Locarno 2012

Montagmorgen

06.08.2012, Simon Spiegel

Es ist Montagmorgen in Locarno, der Zeitpunkt, an dem sich die Spreu vom Weizen trennt. Die Wochenend-Festivalbesucher sind bereits abgereist oder machen sich heute auf den Weg, zurück bleiben die wirklich Hartgesottenen.

Hart war es auch für Christoph Schaub: Vor drei Jahren feierte er mit «Giulias Verschwinden» auf der Piazza Grande einen grossen Triumph, heuer wurde sein Film regelrecht weggeschwemmt. Einige ganz Tapfere harrten zwar im Regen aus - unter ihnen die Zürcher Stadtpräsidentin Corinne Mauch -, viele schauten den Film im Fevi, aber die ganz besondere Piazza-Grande-Magie wollte sich nicht einstellen. Daran konnte auch Ornella Muti (deren Ehe mit einem Schönheitschirurgen verblüffende Früchte trägt) nichts ändern, die vor dem Film einen Ehrenpreis entgegen nahm.

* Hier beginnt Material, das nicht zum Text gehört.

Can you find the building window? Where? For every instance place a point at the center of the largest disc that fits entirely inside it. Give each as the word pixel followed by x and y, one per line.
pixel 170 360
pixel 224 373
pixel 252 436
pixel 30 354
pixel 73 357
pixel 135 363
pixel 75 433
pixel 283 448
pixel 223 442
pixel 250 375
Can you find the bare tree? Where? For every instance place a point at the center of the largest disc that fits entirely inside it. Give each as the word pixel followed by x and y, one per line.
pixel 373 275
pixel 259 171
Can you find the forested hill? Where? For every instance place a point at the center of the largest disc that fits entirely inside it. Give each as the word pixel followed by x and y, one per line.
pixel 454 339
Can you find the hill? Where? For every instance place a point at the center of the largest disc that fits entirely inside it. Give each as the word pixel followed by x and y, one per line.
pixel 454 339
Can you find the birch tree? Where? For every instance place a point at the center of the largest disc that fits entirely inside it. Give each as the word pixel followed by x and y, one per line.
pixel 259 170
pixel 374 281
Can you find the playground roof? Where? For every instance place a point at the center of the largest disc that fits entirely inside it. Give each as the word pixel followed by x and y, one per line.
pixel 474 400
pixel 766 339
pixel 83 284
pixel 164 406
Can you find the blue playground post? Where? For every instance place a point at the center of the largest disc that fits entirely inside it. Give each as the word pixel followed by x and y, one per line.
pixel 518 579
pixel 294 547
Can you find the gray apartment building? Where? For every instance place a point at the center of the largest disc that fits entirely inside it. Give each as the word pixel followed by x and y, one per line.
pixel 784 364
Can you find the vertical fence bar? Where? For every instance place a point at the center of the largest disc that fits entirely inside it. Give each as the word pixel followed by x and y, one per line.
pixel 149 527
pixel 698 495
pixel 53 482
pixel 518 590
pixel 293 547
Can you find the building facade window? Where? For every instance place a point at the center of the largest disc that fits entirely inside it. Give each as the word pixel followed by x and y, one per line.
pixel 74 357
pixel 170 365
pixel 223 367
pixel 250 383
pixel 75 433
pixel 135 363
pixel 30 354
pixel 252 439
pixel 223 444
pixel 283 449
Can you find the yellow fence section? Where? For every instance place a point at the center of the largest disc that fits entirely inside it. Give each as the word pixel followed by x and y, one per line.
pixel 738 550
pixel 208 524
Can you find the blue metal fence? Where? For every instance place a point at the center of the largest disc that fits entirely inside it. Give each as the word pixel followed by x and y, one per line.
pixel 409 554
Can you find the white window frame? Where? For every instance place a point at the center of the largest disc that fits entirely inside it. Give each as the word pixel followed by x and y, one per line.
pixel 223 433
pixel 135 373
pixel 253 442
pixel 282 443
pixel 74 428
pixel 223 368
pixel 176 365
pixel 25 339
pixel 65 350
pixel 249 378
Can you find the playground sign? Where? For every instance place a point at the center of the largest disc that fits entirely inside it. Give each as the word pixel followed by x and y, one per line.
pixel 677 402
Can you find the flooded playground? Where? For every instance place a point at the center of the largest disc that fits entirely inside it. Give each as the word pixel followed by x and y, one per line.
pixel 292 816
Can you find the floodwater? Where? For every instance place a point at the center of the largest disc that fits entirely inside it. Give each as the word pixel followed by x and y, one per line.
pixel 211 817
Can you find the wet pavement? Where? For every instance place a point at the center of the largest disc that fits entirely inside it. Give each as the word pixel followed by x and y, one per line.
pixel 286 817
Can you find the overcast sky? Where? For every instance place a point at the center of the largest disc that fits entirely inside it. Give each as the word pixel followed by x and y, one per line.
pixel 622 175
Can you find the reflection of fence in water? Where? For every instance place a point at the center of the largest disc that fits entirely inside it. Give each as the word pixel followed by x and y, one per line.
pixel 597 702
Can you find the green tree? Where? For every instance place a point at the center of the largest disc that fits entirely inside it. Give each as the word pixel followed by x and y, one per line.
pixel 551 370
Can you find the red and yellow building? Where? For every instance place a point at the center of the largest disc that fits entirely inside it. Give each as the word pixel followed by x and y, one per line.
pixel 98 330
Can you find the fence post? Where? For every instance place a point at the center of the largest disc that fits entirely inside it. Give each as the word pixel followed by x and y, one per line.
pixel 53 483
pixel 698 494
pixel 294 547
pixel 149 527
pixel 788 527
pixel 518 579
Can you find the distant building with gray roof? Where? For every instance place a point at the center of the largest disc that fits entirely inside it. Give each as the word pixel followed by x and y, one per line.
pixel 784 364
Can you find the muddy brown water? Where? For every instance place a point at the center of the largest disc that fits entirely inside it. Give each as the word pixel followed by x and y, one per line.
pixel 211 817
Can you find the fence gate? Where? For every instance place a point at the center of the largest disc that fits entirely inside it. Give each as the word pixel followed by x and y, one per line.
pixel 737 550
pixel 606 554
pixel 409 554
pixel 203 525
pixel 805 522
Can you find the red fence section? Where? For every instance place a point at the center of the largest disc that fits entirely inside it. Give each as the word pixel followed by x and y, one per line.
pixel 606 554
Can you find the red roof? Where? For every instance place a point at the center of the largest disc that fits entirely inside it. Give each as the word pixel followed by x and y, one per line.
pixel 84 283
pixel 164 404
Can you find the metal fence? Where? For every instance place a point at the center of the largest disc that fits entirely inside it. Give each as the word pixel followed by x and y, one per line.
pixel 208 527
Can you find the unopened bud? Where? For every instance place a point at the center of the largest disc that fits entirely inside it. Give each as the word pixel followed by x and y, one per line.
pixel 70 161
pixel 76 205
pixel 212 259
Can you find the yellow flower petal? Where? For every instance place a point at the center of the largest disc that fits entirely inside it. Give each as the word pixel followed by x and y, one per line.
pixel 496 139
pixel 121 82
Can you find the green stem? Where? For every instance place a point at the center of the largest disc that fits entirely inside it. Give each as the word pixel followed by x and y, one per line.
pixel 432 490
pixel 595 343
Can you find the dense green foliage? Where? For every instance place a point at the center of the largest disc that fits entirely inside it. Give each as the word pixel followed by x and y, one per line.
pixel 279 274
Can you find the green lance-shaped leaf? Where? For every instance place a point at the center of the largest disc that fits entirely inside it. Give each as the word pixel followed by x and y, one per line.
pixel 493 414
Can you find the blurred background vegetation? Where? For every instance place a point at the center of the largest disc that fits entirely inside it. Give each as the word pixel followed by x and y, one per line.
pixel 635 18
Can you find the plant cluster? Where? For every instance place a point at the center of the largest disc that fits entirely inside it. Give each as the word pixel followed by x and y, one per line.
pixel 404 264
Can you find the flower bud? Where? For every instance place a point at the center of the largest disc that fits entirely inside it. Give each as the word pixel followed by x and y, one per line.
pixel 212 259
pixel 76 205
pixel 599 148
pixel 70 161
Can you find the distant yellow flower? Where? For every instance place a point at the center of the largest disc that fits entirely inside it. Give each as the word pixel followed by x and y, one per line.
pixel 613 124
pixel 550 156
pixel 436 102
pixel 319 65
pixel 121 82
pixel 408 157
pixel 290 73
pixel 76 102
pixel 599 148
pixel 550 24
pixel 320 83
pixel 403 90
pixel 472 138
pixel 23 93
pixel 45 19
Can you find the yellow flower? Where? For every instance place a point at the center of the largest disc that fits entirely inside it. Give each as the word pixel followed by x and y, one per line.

Ein Wort zu den Ehrenpreisen: Festivals sollen mit Stars aufwarten, und damit diese anreisen, muss das Festival etwas springen lassen. Die Folge ist, dass es in Locarno zu einer regelrechten Preis-Inflation gekommen ist. Es gibt neben dem Ehrenleoparden den Excellence-Award eines Champagner-Herstellers und noch anderen Kram, um die Prominenz zu beglücken. Der Pardo d'onore ging dieses Jahr an Leos Carax und wurde von einer Vertreterin eines Schweizer Teflon - paron - Telefonkonzerns überreicht, die offensichtlich keine Ahnung hatte, wer da vor ihr stand. Das Positive an diesem peinlichen Auftritt: Es wurde für jeden offensichtlich, um was es dem Sponsor tatsächlich geht - nämlich nicht um Filme.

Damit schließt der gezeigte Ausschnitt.